Ceramic onlays and inlays: Exactly the same principles. The ceramic surface must be etched and silanized.
Maryland adhesive bridges (zirconia): Adhesive cementation only. The zirconia wing requires an MDP primer – it creates a chemical bond.
Ceramic endocrowns: Like e.max – adhesion is mandatory.
Monolithic zirconia with adequate retention:
Conventional cement: GIC (Glass Ionomer Cement), RMGI (Resin-Modified GIC), or a mixture. Adhesion is not required here – mechanical retention is at play.
Zirconia with poor geometry (short custom abutment, taper >8°): Adhesion takes over the role of mechanical retention. MDP primer + dual-cure resin cement.
Metal and porcelain-fused-to-metal (PFM): The strength of metal restorations does not depend on the cement – metal is hard and rigid. Conventional cement or RMGI.
Temporary prostheses (PMMA): Temporary cementation: Temp-Bond, Protemp, or regular zinc oxide eugenol. The restoration should be easy to remove without damage.
| Type of Restoration | Material Strength | Required Retention | Cement | Notes |
|---|---|---|---|---|
| e.max crown/onlay | 360–530 MPa | Adhesion mandatory | Dual-cure resin (Variolink, RelyX Ultimate) | HF + silane |
| Feldspar veneer | 50–90 MPa | Adhesion mandatory | Dual-cure resin | Most delicate – adhesion crucial |
| Zirconia – good retention | 800–1000 MPa | Mechanical interlock | Conventional (RMGI, GIC) | Custom abutment ≥7 mm, taper ≤6° |
| Zirconia – short custom abutment | 800–1000 MPa | Adhesion | Dual-cure resin + MDP primer | Clearfil Ceramic Primer Plus |
| Maryland bridge (zirconia) | 800 MPa | Adhesion | Dual-cure resin + MDP | Wing requires primer |
| Metal + ceramic | 1500+ MPa (metal) | Mechanical + sealing | Conventional | No indication for adhesion |
| Temporary PMMA | ~100 MPa | Easily removable | Temporary (zinc oxide eugenol) | Temp-Bond, Protemp |
Error 1: Cementing e.max with conventional cement. Consequence: You send the restoration to the patient without a true bond. Masticatory forces cause micro-movements. The gap between the ceramic and the tooth becomes a harbor for bacteria. Within 6–18 months – secondary caries or debonding. The patient returns: "It fell off."

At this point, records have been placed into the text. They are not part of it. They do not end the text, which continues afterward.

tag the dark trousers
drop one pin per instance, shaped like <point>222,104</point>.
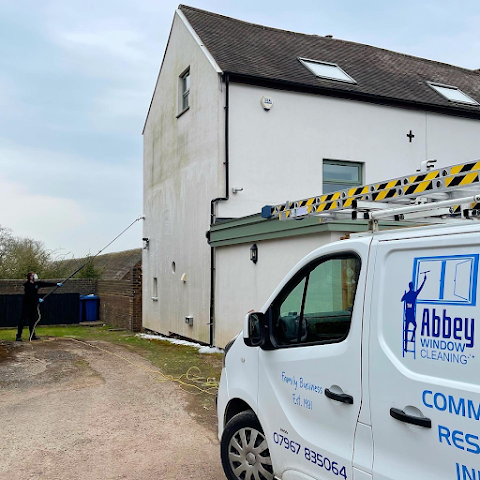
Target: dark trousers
<point>30,315</point>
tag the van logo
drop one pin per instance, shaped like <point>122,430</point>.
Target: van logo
<point>438,318</point>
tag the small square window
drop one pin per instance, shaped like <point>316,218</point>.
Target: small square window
<point>184,91</point>
<point>454,94</point>
<point>330,71</point>
<point>338,175</point>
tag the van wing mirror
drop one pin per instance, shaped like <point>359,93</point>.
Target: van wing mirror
<point>256,329</point>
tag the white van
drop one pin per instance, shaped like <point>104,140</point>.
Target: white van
<point>363,364</point>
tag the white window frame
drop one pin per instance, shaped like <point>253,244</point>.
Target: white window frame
<point>304,62</point>
<point>432,85</point>
<point>345,163</point>
<point>183,93</point>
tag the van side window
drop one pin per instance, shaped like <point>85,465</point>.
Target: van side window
<point>316,307</point>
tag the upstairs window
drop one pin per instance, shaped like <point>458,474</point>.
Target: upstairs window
<point>454,94</point>
<point>330,71</point>
<point>184,91</point>
<point>338,175</point>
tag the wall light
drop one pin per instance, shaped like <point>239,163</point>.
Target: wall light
<point>254,253</point>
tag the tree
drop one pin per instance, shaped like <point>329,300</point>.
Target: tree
<point>19,255</point>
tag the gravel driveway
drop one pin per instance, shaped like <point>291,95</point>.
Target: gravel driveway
<point>69,411</point>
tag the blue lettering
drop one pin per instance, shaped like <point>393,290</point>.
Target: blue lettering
<point>457,409</point>
<point>476,446</point>
<point>467,473</point>
<point>435,325</point>
<point>470,336</point>
<point>425,393</point>
<point>447,325</point>
<point>472,412</point>
<point>457,327</point>
<point>426,322</point>
<point>443,406</point>
<point>444,433</point>
<point>457,437</point>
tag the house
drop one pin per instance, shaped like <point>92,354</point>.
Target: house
<point>245,115</point>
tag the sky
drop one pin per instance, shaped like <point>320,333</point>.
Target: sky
<point>76,80</point>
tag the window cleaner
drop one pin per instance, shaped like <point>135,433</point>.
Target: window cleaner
<point>41,300</point>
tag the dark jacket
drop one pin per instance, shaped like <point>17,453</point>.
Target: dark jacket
<point>31,291</point>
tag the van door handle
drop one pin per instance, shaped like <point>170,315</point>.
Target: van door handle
<point>339,397</point>
<point>398,414</point>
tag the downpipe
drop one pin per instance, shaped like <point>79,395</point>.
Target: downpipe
<point>213,204</point>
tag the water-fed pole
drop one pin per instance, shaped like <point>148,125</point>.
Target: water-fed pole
<point>32,333</point>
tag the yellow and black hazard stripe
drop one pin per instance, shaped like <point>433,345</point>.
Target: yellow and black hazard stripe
<point>465,168</point>
<point>462,180</point>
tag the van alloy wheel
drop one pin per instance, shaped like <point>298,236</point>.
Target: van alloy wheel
<point>245,454</point>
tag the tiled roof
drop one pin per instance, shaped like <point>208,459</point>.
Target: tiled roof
<point>271,54</point>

Error 2: Omitting silanization for e.max. Consequence: Silane primer is the chemical bridge. Without it, adhesion to HF-etched ceramic is poor. The restoration will debond.

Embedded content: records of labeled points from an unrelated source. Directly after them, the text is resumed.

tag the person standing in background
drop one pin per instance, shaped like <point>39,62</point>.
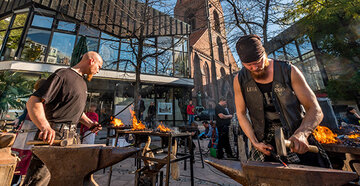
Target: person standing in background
<point>190,110</point>
<point>84,130</point>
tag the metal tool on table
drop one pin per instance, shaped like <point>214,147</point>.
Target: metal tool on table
<point>282,143</point>
<point>105,120</point>
<point>277,157</point>
<point>68,140</point>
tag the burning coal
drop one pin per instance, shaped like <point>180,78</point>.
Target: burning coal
<point>162,128</point>
<point>324,135</point>
<point>348,135</point>
<point>116,122</point>
<point>137,124</point>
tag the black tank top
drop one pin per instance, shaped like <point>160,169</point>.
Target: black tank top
<point>272,117</point>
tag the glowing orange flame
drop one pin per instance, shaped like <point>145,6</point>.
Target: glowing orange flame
<point>137,124</point>
<point>162,128</point>
<point>116,122</point>
<point>324,135</point>
<point>353,136</point>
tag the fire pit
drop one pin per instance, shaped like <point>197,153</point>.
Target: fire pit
<point>167,138</point>
<point>342,145</point>
<point>153,164</point>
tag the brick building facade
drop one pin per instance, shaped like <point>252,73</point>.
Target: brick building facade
<point>212,63</point>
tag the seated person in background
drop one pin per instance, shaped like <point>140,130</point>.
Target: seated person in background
<point>352,116</point>
<point>213,134</point>
<point>204,134</point>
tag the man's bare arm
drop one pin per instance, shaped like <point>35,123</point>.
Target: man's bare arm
<point>313,115</point>
<point>224,116</point>
<point>36,112</point>
<point>244,122</point>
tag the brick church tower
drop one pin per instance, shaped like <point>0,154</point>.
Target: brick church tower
<point>212,63</point>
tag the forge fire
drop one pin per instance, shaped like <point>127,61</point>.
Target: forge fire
<point>346,135</point>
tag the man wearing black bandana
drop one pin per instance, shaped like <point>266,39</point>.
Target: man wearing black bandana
<point>275,94</point>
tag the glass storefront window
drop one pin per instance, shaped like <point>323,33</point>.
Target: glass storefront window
<point>35,45</point>
<point>4,23</point>
<point>92,43</point>
<point>165,63</point>
<point>20,20</point>
<point>180,65</point>
<point>61,49</point>
<point>164,42</point>
<point>148,66</point>
<point>109,52</point>
<point>88,31</point>
<point>42,21</point>
<point>12,44</point>
<point>178,44</point>
<point>62,25</point>
<point>150,42</point>
<point>127,58</point>
<point>107,36</point>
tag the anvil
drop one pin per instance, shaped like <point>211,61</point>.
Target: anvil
<point>75,164</point>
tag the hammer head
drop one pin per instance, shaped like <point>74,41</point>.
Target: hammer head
<point>280,142</point>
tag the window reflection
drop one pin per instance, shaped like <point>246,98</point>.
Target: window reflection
<point>107,36</point>
<point>88,31</point>
<point>61,48</point>
<point>12,44</point>
<point>35,45</point>
<point>149,64</point>
<point>4,23</point>
<point>20,20</point>
<point>165,65</point>
<point>62,25</point>
<point>127,57</point>
<point>164,42</point>
<point>42,21</point>
<point>109,52</point>
<point>92,43</point>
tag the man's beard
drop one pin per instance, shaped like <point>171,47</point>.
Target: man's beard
<point>89,77</point>
<point>262,73</point>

Error 3: Cementing zirconia with poor retention using conventional cement. Consequence: A short custom abutment (<5 mm) or large taper (>8°) means mechanical interlock is insufficient. Conventional cement does not chemically bond to zirconia. The restoration is prone to debonding.
Error 4: No rubber dam for adhesive cement. Consequence: Saliva and moisture enter the gap. Cementation does not proceed correctly. Weaker bond.